LONDON (Reuters) -Hundreds of charity workers in Britain plan to strike for two weeks in December for better pay, a union said on Thursday, underscoring the extent of discontent among employees from different sectors as they grapple with a cost-of-living crisis.
The walkouts, which involve more than 500 workers at housing charity Shelter, will begin on Dec. 5 and last until Dec. 18, Unite said in a statement.
"At the very base level, absolute bare minimum, those working for a housing charity shouldn't be experiencing housing insecurity as a result of being unable to pay rent," one unnamed member of Shelter staff said in a quote provided by Unite.
Shelter, which provides advice and practical assistance to those who are homeless, said it respected people's right to strike even if it was not the outcome the company wished for.
"Regrettably the cost-of-living crisis is impacting both our colleagues and operational costs," the company's director of finance and strategy enablement, Tim Gutteridge, said.
He added that while some of Shelter's services and shops would be impacted due to the strikes, the company would make every "effort during this very busy time of year to continue to serve those most in need of our help".
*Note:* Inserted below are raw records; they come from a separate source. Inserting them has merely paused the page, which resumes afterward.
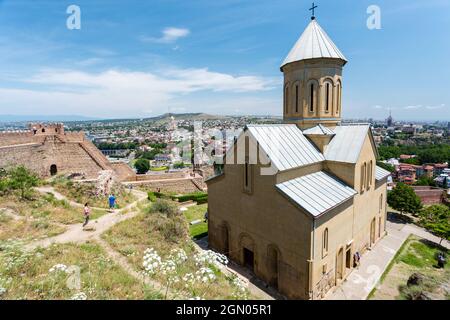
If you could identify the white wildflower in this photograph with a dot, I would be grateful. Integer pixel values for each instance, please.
(210, 257)
(152, 261)
(79, 296)
(168, 267)
(178, 256)
(205, 275)
(58, 268)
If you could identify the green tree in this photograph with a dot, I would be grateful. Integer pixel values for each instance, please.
(386, 166)
(436, 219)
(414, 161)
(142, 166)
(425, 181)
(179, 165)
(22, 179)
(404, 199)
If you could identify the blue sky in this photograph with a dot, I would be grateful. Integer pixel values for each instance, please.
(142, 58)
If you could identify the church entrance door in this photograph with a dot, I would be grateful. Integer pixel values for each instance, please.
(372, 232)
(340, 264)
(53, 170)
(249, 259)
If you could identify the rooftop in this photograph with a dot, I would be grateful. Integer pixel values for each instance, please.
(317, 193)
(313, 43)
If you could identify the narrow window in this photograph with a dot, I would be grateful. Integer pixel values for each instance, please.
(327, 102)
(361, 188)
(325, 242)
(246, 174)
(338, 98)
(286, 99)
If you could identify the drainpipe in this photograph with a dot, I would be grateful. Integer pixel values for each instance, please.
(311, 261)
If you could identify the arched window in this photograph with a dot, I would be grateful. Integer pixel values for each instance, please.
(369, 174)
(381, 203)
(286, 99)
(338, 97)
(325, 242)
(328, 95)
(362, 178)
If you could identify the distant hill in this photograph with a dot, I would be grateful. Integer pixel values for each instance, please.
(47, 118)
(187, 116)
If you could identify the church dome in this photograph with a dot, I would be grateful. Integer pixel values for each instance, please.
(314, 43)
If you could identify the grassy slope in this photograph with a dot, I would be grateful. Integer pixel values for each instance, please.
(100, 277)
(133, 236)
(413, 256)
(197, 213)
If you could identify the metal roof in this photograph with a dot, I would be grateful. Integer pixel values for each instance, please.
(313, 43)
(381, 173)
(319, 129)
(285, 145)
(317, 192)
(346, 145)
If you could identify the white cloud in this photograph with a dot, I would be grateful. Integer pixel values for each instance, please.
(169, 35)
(425, 107)
(116, 93)
(412, 107)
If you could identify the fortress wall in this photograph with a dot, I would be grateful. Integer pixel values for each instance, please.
(29, 156)
(74, 136)
(123, 171)
(12, 138)
(68, 158)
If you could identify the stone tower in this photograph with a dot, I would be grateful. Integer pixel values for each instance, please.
(313, 80)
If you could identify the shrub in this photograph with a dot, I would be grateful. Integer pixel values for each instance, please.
(151, 196)
(404, 199)
(196, 196)
(174, 229)
(165, 207)
(142, 166)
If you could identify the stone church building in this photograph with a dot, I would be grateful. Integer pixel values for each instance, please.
(297, 202)
(48, 150)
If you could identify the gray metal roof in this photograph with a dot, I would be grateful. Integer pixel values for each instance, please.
(313, 43)
(319, 129)
(346, 145)
(317, 192)
(381, 173)
(285, 145)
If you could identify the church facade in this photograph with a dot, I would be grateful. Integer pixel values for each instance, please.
(298, 203)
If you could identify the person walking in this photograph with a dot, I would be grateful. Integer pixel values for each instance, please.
(87, 213)
(112, 201)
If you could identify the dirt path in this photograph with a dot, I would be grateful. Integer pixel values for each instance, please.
(75, 232)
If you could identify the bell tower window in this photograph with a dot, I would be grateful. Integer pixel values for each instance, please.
(311, 97)
(286, 99)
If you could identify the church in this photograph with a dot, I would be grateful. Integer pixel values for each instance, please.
(298, 203)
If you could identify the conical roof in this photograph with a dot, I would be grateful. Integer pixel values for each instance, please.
(313, 43)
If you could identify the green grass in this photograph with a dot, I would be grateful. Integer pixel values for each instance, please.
(197, 213)
(417, 256)
(28, 276)
(132, 237)
(159, 168)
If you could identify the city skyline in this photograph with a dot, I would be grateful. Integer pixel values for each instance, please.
(143, 60)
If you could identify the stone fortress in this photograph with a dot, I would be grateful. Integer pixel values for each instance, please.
(48, 150)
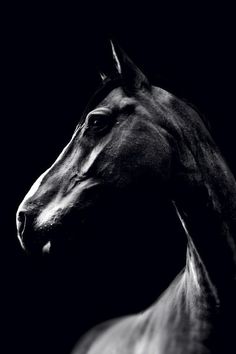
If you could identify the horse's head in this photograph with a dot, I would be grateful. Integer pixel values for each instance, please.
(118, 143)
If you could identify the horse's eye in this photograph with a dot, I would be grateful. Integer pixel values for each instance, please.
(98, 122)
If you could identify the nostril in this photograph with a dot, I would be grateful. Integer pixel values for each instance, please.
(21, 222)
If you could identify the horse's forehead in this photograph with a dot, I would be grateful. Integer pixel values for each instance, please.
(117, 99)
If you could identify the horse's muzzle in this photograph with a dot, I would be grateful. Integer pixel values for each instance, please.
(30, 240)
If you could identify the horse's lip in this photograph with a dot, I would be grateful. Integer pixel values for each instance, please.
(46, 248)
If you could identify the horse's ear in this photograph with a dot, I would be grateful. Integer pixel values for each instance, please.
(130, 73)
(103, 76)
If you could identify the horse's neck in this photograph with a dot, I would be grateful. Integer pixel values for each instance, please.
(205, 198)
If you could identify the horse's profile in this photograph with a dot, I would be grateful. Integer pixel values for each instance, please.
(135, 133)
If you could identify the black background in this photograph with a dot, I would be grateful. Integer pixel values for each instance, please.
(51, 56)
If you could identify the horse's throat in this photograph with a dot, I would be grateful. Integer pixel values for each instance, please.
(206, 204)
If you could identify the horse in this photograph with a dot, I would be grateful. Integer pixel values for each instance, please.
(133, 132)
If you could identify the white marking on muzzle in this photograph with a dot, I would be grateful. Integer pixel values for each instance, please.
(62, 204)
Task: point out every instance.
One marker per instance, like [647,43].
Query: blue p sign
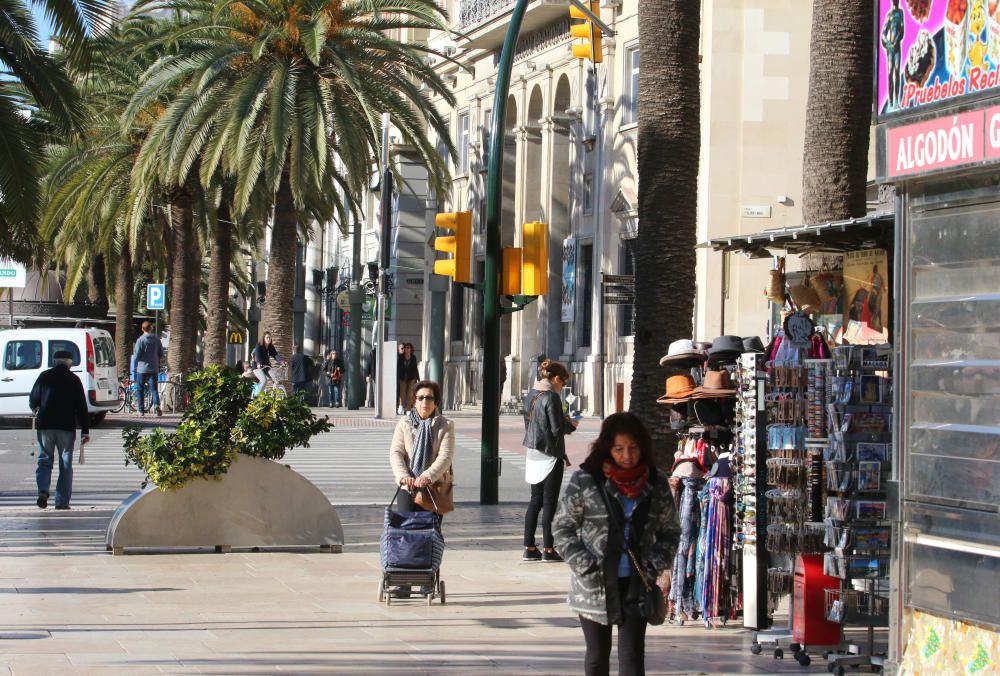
[156,296]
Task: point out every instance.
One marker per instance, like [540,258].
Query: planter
[257,503]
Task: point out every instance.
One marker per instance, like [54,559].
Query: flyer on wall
[866,288]
[932,51]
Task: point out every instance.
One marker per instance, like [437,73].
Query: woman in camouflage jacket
[605,589]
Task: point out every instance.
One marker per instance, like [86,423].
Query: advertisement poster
[569,279]
[931,51]
[866,292]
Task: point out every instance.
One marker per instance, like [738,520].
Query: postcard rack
[857,460]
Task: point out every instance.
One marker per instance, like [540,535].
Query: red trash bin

Surging inflation has caused wide-spread industrial unrest in Britain, with nurses the latest group to decide to walk out. Even staff at trade union Usdaw have walked out.
"I'm now in overdraft every month, I go around switching my lights off, I have turned my boiler down," another Shelter employee said in the Unite statement. "The best acknowledgement my employer can give me for all my hard work is decent pay."